Intended for healthcare professionals


Air pollution and daily mortality in London: 1987-92

BMJ 1996; 312 doi: (Published 16 March 1996) Cite this as: BMJ 1996;312:665
  1. H Ross Anderson, professor of epidemiology and public healtha,
  2. Antonio Ponce de Leon, research fellowa,
  3. J Martin Bland, professor of medical statisticsa,
  4. Jonathan S Bower, section leader, air pollution monitoringb,
  5. David P Strachan, reader in epidemiologya
  1. a Department of Public Health Sciences, St George's Hospital Medical School, London SW17 ORE
  2. b AEA Technology, National Environmental Technology Centre, Culham, Abingdon, Oxfordshire
  1. Correspondence to: Professor Anderson.
  • Accepted 9 January 1996


Objective: To investigate whether outdoor air pollution levels in London influence daily mortality.

Design: Poisson regression analysis of daily counts of deaths, with adjustment for effects of secular trend, seasonal and other cyclical factors, day of the week, holidays, influenza epidemic, temperature, humidity, and autocorrelation, from April 1987 to March 1992. Pollution variables were particles (black smoke), sulphur dioxide, ozone, and nitrogen dioxide, lagged 0-3 days.

Setting: Greater London.

Outcome measures: Relative risk of death from all causes (excluding accidents), respiratory disease, and cardiovascular disease.

Results: Ozone levels (same day) were associated with a significant increase in all cause, cardiovascular, and respiratory mortality; the effects were greater in the warm season (April to September) and were independent of the effects of other pollutants. In the warm season an increase of the eight hour ozone concentration from the 10th to the 90th centile of the seasonal range (7-36 ppb) was associated with an increase of 3.5% (95% confidence interval 1.7 to 5.3), 3.6% (1.04 to 6.1), and 5.4% (0.4 to 10.7) in all cause, cardiovascular, and respiratory mortality respectively. Black smoke concentrations on the previous day were significantly associated with all cause mortality, and this effect was also greater in the warm season and was independent of the effects of other pollutants. For black smoke an increase from the 10th to 90th centile in the warm season (7-19 µg/m3) was associated with an increase of 2.5% (0.9 to 4.1) in all cause mortality. Significant but smaller and less consistent effects were also observed for nitrogen dioxide and sulphur dioxide.

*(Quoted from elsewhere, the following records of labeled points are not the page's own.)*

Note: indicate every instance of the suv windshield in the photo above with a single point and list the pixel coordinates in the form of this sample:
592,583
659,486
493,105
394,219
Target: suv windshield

Conclusion: Daily variations in air pollution within the range currently occurring in London may have an adverse effect on daily mortality.

Key messages

  • Evidence from other countries suggests that similar levels of pollution may be associated with short term health effects

  • This study suggests that air pollution due to particles and ozone may be associated with increased daily mortality in London

  • The evidence is less convincing for nitrogen dioxide and sulphur dioxide

  • It would be prudent to assume that these associations are causal and to reduce air pollution levels with the help of appropriate abate- ment policies


The 1952 London smog episode was associated with a twofold to threefold increase in mortality and showed beyond doubt that air pollution episodes could be harmful to health.1 Subsequent episodes in London were also found to be associated with increased mortality,2 but by the late 1960s adverse health effects of outdoor pollution in London were thought to be unlikely.3 4 One of the first indications that this might not be the case came from an analysis of London data for 1958-72, which showed that daily mortality was associated with pollution levels on the previous day even after exclusion of episodes and that this effect was present as late as 1972.5 6 7 No further research into daily mortality and air pollution in London has been done since 1972.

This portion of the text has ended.